Keytruda Receives New Head and Neck Cancer Indications
June 11, 2019 – The U.S FDA has approved two additional head and neck indications for Keytruda® (pembrolizumab), manufactured by Merck. The anti-PD-1 therapy is now indicated for use in combination with platinum and fluorouracil (FU) chemotherapy as a first-line treatment for patients who have metastatic or unresectable, recurrent head and neck squamous cell carcinoma (HNSCC). It is also indicated as a single agent for first-line treatment for metastatic or unresectable, recurrent HNSCC in patients whose tumors express PD-L1.
Head and neck cancers typically begin in the squamous cells lining the mucosal surfaces of areas such as the nose, mouth, and throat. Risk factors include tobacco and alcohol use (which account for approximately 75% of head and neck cancers) and cancer-causing forms of human papillomavirus (HPV). Approximately 4% of the cancers diagnosed in the U.S. are of the head and neck, with men twice as likely to develop head and neck cancers compared to women.

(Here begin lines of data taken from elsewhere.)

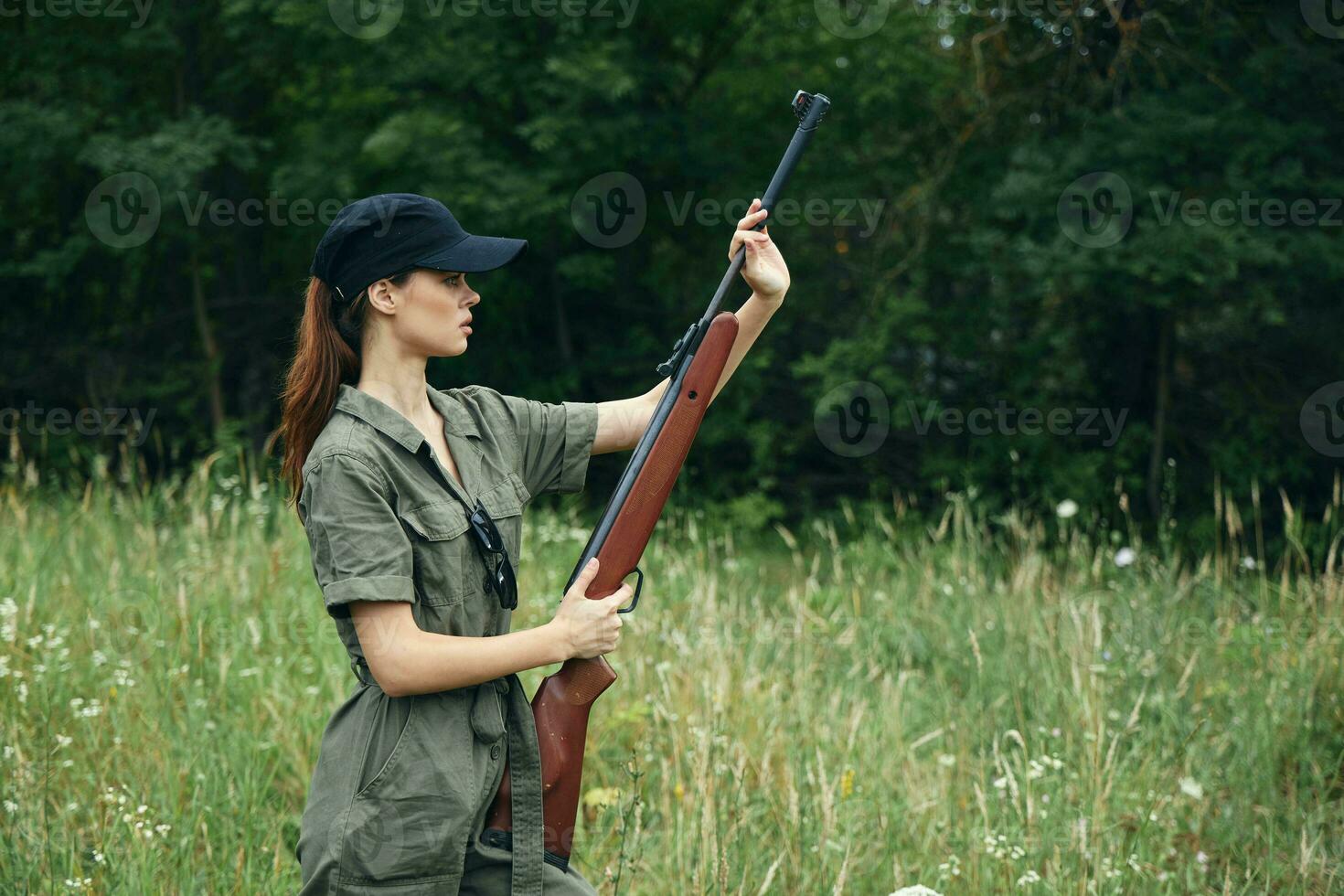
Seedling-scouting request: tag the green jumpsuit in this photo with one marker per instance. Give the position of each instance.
(402, 784)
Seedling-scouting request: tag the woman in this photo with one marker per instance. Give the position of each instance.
(411, 498)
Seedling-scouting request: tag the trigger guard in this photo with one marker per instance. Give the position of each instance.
(635, 601)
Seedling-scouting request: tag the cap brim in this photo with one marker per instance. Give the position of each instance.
(476, 254)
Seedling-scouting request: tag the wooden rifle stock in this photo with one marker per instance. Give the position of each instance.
(562, 701)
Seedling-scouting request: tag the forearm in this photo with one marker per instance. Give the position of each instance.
(426, 663)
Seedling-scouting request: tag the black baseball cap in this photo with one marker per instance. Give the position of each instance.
(390, 234)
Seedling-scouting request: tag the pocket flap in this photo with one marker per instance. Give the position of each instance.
(436, 521)
(504, 498)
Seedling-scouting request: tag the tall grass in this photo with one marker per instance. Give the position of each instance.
(855, 706)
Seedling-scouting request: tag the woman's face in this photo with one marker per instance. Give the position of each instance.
(433, 314)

In a clinical trial, Keytruda used as a monotherapy or in combination with chemotherapy significantly improved overall survival (OS) compared to a regimen of cetuximab with carboplatin or cisplatin plus FU, a standard treatment. Keytruda as a monotherapy lowered the risk of death by 22% in PD-L1 positive patients. Used in combination with chemotherapy, Keytruda reduced the risk of death by 23% regardless of the patient’s PD-L1 status.
Recommended dosing for HNSCC is 200mg of Keytruda administered via intravenous infusion over the course of 30 minutes once every three weeks. Treatment should continue for up to 24 months or until disease progression or unacceptable toxicity. When used in combination with chemotherapy, Keytruda should be given first if the chemotherapy is to be administered on the same day.
First approved in 2016, Keytruda is indicated to treat 13 different forms of cancer. It holds a third HSNCC indication for use as a single agent to treat patients who have recurrent or metastatic HNSCC with disease progression on or after platinum-containing chemotherapy.